Team members names with their capacity highlighted.

As a delivery manager one of the hardest things I used to get asked by a new client was ‘so when can you start on our project?’ This might not sound like a tricky question on the surface of it. But it means figuring out when team members will be free to pick up a new project, will their current project definitely finish on time and what annual leave does someone have to mention a few things that you need to consider. Also we don’t use recruiters to find and sub-contract team members on our projects (sometimes called body shopping) so we need to know when Lagom team members and our close affiliates are available to start on a new project.  

Up until a few months ago we were using a Google Sheet to plot out all of our projects. This worked ok but it was difficult to update, there was no tracking of dependencies between projects and you couldn’t easily see the impact on other projects if another project moved. There was lots of scrolling to see when someone was on leave. Also we have recently grown our team so this means more team members to consider the capacity of and more projects to keep track of. Reflecting back on this now it was a bit of a pain using the Google Sheet. 

So we decided to try and improve how we managed our capacity as part of our continuous improvement work that we have blogged about previously. We started by having a session with the team who needed to be able to track capacity to capture their user needs. We then went away and did some googling to find potential software applications that might meet our needs. We drew up a list and each did a demo of the applications to each other, checking them against the user needs we had captured to make sure they would solve the problem we were trying to solve. 

We eventually landed on a tool called Forecast. We actually already use the sister tool Harvest for time tracking and invoicing. We set up a free trial and added our project and resource data into it. We then noted down the questions we needed to be able to answer from the data based on our needs. The questions were things like what has changed project wise in the last week?, has anything slipped? Who in the team is over or under capacity? And the all important questions of when could we start another project? 
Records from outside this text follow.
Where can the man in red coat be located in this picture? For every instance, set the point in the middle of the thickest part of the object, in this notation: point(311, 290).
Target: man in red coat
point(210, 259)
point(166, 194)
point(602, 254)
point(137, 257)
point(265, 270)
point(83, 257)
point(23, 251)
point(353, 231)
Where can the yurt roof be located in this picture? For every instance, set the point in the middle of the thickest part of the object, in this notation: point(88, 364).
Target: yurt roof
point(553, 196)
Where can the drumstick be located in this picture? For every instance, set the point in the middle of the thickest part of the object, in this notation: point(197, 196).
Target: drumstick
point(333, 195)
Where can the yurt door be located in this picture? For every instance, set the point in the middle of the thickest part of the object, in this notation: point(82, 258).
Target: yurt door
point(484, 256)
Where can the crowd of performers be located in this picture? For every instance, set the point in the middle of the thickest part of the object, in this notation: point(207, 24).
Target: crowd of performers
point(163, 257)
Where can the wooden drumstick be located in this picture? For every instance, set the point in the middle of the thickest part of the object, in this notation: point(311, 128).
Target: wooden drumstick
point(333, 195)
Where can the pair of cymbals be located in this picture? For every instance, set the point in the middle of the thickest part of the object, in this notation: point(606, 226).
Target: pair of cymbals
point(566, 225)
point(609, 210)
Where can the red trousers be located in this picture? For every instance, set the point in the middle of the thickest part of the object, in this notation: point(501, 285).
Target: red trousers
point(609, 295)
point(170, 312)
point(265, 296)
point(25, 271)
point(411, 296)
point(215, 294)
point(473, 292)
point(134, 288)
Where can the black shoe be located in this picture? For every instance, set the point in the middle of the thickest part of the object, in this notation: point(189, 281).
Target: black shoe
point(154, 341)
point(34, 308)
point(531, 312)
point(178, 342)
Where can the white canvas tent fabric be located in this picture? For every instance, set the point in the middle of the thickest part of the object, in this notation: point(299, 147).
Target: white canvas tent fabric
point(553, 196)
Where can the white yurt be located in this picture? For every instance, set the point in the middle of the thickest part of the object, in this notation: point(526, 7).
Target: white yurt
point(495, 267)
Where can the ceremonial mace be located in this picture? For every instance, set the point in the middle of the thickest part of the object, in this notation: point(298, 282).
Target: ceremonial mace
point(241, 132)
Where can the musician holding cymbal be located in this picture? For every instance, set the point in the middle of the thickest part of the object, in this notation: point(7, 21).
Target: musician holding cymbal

We decided to meet once a week to review Forecast as a delivery team. We use the questions above to work through the data. We did this for the month while we had our trail and over the weeks it started to go well. We did have a few false starts getting the hang of how to enter the data but we have just about cracked that now. 

For me two really good things have come out of us using Forecast. 

Firstly I feel like when a client asks ‘so when can you start a new project?’ I am able to confidently give them a date when we could start and I know who in the team would be working on the project. 

The second great thing to come out of using Forecast and arguably the most important maybe, is that we can see who is over or under capacity clearly flagged in red and light green. This allows us as a team to discuss this, make decisions and then take action to manage capacity so we are not just leaving members of the team with too much work or team members under utilised and feeling demotivated. 

It feels like we have come a long way from the dreaded questions of ‘so when can you start?’ and battling a Google Sheet!